No errors were found in the temporal-frontend part during the time when the error occurred.

The execution of a workflow roughly happens this way:

opts := client.StartWorkflowOptions{
	ID:                  uuid.NewString(),
	WorkflowTaskTimeout: time.Second * 30,
	TaskQueue:           "tx_retry_task_queue",
}

ctxWithTimeout, cancel := context.WithTimeout(ctx, time.Minute)
defer cancel()

_, err := rs.temporal.ExecuteWorkflow(ctxWithTimeout, opts, temporal.RetryTransactionWorkflowV2Name, tx)
if err != nil {
	// error handling
}

I’m running all of this within a Kubernetes environment. Could this issue be related to networking problems? May it be possible that the 10-second timeout is derived from the gRPC maximum timeout setting? Would it be possible to workaround the issue by using a RetryPolicy with some retries when executing a workflow?

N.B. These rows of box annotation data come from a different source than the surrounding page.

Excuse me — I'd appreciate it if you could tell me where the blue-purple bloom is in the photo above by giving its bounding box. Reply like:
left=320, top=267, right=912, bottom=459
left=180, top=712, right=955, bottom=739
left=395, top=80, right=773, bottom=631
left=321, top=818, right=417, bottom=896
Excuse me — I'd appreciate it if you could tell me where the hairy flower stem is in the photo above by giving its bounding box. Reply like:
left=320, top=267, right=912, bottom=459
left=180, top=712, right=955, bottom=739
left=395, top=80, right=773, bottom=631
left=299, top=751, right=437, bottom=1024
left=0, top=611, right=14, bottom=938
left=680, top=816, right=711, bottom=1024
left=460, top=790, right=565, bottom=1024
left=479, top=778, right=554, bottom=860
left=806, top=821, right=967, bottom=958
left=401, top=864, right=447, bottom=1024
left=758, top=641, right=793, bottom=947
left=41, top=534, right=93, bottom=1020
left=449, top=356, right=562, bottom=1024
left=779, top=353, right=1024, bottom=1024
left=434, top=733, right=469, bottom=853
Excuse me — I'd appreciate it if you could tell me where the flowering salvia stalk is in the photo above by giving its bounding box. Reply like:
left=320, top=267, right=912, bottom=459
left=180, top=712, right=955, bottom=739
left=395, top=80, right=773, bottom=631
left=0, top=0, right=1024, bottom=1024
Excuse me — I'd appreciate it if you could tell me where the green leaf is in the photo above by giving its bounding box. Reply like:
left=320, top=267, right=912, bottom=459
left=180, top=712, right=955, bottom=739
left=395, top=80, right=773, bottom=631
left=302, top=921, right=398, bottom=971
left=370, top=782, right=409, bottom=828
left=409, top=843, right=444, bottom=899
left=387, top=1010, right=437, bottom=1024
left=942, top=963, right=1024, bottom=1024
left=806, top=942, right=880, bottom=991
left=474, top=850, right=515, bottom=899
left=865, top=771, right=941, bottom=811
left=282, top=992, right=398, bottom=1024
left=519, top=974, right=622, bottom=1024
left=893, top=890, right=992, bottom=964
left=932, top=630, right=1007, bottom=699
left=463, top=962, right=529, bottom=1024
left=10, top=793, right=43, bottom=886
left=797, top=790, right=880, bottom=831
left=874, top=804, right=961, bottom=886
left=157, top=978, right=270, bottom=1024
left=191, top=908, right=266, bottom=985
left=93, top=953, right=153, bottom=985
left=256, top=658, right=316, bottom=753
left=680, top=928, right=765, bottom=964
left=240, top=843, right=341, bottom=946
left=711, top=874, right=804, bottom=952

Temporal Server Version: v1.19.0
Go Temporal SDK Version: v1.21.1

Will a workflow execution be retried if a context deadline exceeded error occurs, provided that I specify a RetryPolicy? Or do I need a custom retry logic for that?

UPD: custom retrying didn’t help

I am experiencing a very similar issue to this, would love to hear thoughts on how I could debug this further.

hi did any one of you find a solution to this. I have had the same issue with java sdk while running in a k8s environment. Found many posts related to load balancer idle time and keep alive time in sdk but still could not get rid of this error.